Diferentemente da Convenção de Roma, o conceito de vínculos mais estreitos evoluiu na Convenção do México para uma acepção mais genérica, de modo que caberá ao juiz analisar os elementos objetivos e subjetivos existentes no contrato para determinar quais serão esses vínculos mais estreitos. A tradição anterior se baseava em regras de conexão, tais como: local da execução e local da constituição. Inicialmente foi difícil a sua aplicação; a flexibilidade trouxe uma indeterminação para os juizes e as partes, gerando medo e insegurança. A adoção da regra dos ‘vínculos mais estreitos’ no artigo 9º é uma regra de caráter narrativo que representou uma grande inovação da Convenção do México, além de ter incorporado a Lex Mercatoria e os Princípios do UNIDROIT em uma convenção internacional. Já a autonomia da vontade é limitada pelo principio da ordem pública e por leis imperativas, estas serão aplicadas quando existentes no foro, não impedindo com isso a aplicação da lei conforme os artigos 7º ou 9º. [116]

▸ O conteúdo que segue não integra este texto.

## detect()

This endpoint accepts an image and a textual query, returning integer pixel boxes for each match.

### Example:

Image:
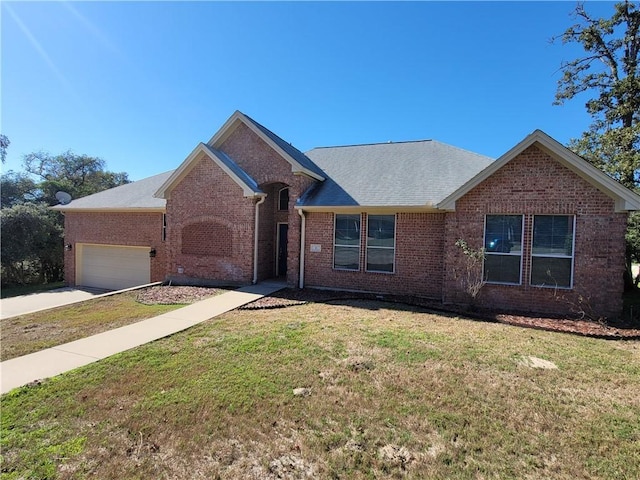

A Convenção é um possível instrumento de uniformização, se os países a adotarem. Isso garantirá a harmonização da legislação do Estado – parte. Sua adoção representa a possibilidade de uma solução rápida para determinados casos, e por outro lado auxiliará a facilitação das trocas comerciais internacionais.
2.8.3 Conferências Interamericanas de Direito Internacional Privado (CIDIPs)
Na América Latina o movimento de harmonização do Direito Internacional Privado, que significava a tentativa de uniformização de toda matéria, foi muito bem acolhida em meados do séc. XIX.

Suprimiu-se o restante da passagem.